The Creator's name as revealed to Moses is usually transliterated these days as YHWH.
The name means "I am that am" or "I am who am."
"Jehovah" is an inaccurate transliteration.
The translation that is usually used in English to translate YHWH is "LORD" - which is not a literal translation at all.
Arabic-speaking Jews and Christians referred to YHWH as "Allah" for centuries before Mohammed robbed his first caravan.
"Allah" is the Arabic word for "the god" or "the deity" from the Arabic word "ilah" which is related to the Hebrew word "El" - which is used as a name for the God of Abraham in the Hebrew Scriptures along with YHWH and Elohim and Shaddai.
Mohammed did not invent the word "Allah" - he stole it from Arabic-speaking Jews and Arab Christians.
Websters is a rag btw. Get my Oxford's an we'll talk...

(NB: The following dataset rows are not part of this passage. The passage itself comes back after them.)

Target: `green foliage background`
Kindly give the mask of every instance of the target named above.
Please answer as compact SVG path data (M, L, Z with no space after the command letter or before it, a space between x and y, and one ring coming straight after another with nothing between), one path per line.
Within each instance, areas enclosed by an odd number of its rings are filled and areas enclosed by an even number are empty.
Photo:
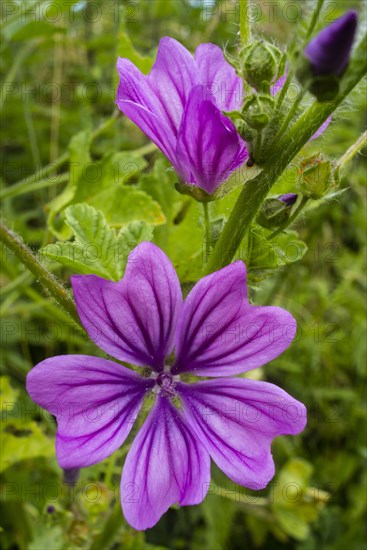
M174 173L143 134L114 115L115 61L117 55L130 57L148 72L165 35L191 51L206 41L232 51L236 3L60 0L48 11L50 2L5 4L13 10L3 12L1 30L5 220L34 250L41 249L43 261L66 285L75 272L120 278L131 243L154 238L190 288L203 263L202 211L174 190ZM306 15L309 5L279 0L269 11L270 4L256 1L255 31L285 44L294 30L290 4ZM363 0L330 2L322 25L352 6L363 21ZM339 158L365 123L364 84L303 156L321 150ZM366 152L348 164L345 192L307 211L293 247L286 240L276 243L282 252L276 262L268 253L259 257L256 247L243 258L254 303L288 309L300 327L289 350L253 376L277 383L307 405L306 430L275 441L277 475L265 491L235 487L213 468L203 504L171 509L146 533L131 529L120 512L117 492L128 445L83 470L74 489L63 483L54 422L30 401L25 377L46 357L100 352L2 250L2 548L365 547ZM47 174L26 180L49 163L55 164ZM291 170L274 189L296 190ZM235 195L212 206L213 233ZM253 239L261 241L256 229ZM90 242L100 243L98 258L93 248L85 253Z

Allah is pretty much the Arabic word for God. Not all folks who say Allah are reffering to a guy in Arab garb with a sword, killing infidels, and handing our virgins to lucky martyrs.
So are you saying that "Allah" of the Koran is "YHWH or the Lord" of the Tanach?

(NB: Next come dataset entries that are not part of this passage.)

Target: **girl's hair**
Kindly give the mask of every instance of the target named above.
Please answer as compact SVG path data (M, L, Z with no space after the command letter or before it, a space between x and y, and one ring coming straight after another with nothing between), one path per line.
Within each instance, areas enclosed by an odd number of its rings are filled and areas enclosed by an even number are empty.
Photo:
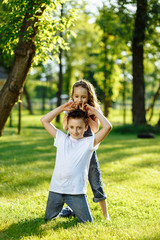
M76 109L74 111L71 111L69 112L68 116L67 116L67 124L69 122L69 119L83 119L84 123L85 123L85 126L88 126L88 113L87 112L84 112L83 110L81 109Z
M72 94L71 94L72 98L73 98L75 87L83 87L83 88L87 89L87 92L88 92L88 102L87 103L95 108L97 108L99 106L97 95L95 93L95 89L90 82L88 82L87 80L84 80L84 79L77 81L73 85L73 88L72 88Z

(He also stole the Crecent from Christians.)
The word "Allah" is a title, not a name. It has the same function in Arabic that the word "God" has in English. English speaking Christians know that "God" is not actually God's name.
Muslims believe that there are 99 names of God, but that all these names, including "Allah" are really titles and that there is a 100th hidden name which is God's true name.
This concept is another Muslim notion that is taken from Judaism - the Jews never pronounce the name YHWH and consider it ineffable, using titles like "Adonai", "Elohim", "HaShem", "El Shaddai" etc. when praying or discussing God.
No matter what dictionary you use it will never change the 2000 year old meaning of its Latin root: "adorare" which means "worship". The American College Dictionary says the same thing.
Are the ROCORs trying to tell us what our English words mean now? They have enough trouble with their own language.
The Koran is not the first text to use the word "Allah" - Christians and Jews called God "Allah" before Islam existed.
The question here is not whether the Tanach and the Koran are referring to the same God - the God of Abraham which both texts acknowledge as the true God - the question is whether the Tanach or the Koran is an accurate record of God's dealings with mankind.
The Tanach is completely accurate. The Koran is completely inaccurate - except for the passages where it confirms what the Tanach says.
Disdaining European medievals for their lack of cosmopolitan dark-hued models makes about as much sense as contemning them for not celebrating Native American culture. Does this writer complain about the scarcity of Africans and Europeans in old Chinese art?
there are two separate english words derived from adorare worship and adore. if the latins who wrote it meant the other theydve used it. note btw many men adore their wife few pray to her.
further its not possible muslims worship God as they deny the trinity.
Jews deny the Trinity as well, but I do not doubt for an instant that Jews worship the God of Abraham, Isaac and Jacob.
The writer is an imbecile.
The Pope's worry, is that of a father who is not long for this world and who sees his children walking inexorably towards a precipice.
It is not the worry of a CEO who's concerned about the market for his product and ultimately, his own job security.
IOW, his worry is for others, not for himself.